- The unconditional on-time graduation propensity gap between those who exercise high school choice and those who remain in their neighborhood schools is 11.2 percentage points.
- Sociodemographic student characteristics associated with lower graduation rates include being male, in foster care, old for one’s grade, and having high previous school mobility.
- Students who exercised school choice as an elementary school student had higher likelihoods of graduating on time
- Higher levels of SES are associated with higher graduation rates, whereas neighborhood concentrated poverty is negatively associated with graduation propensity, net of student SES and other sociodemographic characteristics.
- Conditional on sociodemographic characteristics, SES, neighborhood concentrated poverty, prior math achievement, self-efficacy, and disciplinary incidences, there are no graduation rate gaps between Blacks, Whites, and Hispanics.
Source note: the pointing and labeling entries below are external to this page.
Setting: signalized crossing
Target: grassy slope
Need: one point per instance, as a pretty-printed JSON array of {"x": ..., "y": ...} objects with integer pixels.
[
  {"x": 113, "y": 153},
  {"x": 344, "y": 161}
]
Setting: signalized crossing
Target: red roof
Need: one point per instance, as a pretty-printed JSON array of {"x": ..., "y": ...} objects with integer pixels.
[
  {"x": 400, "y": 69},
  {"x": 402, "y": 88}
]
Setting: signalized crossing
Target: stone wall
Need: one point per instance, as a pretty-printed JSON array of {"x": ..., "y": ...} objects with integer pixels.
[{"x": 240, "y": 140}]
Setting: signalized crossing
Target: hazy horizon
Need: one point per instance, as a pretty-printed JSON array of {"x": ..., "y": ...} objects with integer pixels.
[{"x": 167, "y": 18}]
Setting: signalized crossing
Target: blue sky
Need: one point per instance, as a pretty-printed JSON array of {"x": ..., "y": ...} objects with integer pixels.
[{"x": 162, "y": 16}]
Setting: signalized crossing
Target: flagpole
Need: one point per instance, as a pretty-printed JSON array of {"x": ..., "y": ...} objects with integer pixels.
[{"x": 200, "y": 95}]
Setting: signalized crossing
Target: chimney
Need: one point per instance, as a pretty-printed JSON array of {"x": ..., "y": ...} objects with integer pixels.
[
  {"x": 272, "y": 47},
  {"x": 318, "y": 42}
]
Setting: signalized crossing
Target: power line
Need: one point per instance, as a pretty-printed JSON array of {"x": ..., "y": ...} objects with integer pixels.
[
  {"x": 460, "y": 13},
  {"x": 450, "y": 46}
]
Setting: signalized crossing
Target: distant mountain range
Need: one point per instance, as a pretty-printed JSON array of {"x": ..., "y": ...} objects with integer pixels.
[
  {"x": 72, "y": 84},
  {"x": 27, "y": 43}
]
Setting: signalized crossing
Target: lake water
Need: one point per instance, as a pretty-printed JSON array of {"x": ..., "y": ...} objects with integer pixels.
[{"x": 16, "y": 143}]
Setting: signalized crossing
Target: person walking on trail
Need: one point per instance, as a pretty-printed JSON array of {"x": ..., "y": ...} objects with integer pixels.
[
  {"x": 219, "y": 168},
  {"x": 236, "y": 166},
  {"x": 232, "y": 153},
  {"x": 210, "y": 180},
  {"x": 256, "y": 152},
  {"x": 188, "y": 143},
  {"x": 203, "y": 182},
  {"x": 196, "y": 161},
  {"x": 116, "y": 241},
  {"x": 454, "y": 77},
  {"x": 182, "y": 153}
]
- Specifically, living in a low-poverty neighborhood is associated with a higher choice effect than living in a neighborhood with medium or high poverty.
- There is evidence to support the hypothesis that students living in neighborhoods with high-achieving high schools are more likely to graduate, but there is no evidence to support the hypothesis that students in neighborhoods with high-achieving schools get more (or less) benefit from exercising school choice (the high school achievement) choice interaction effect is not statistically different from zero).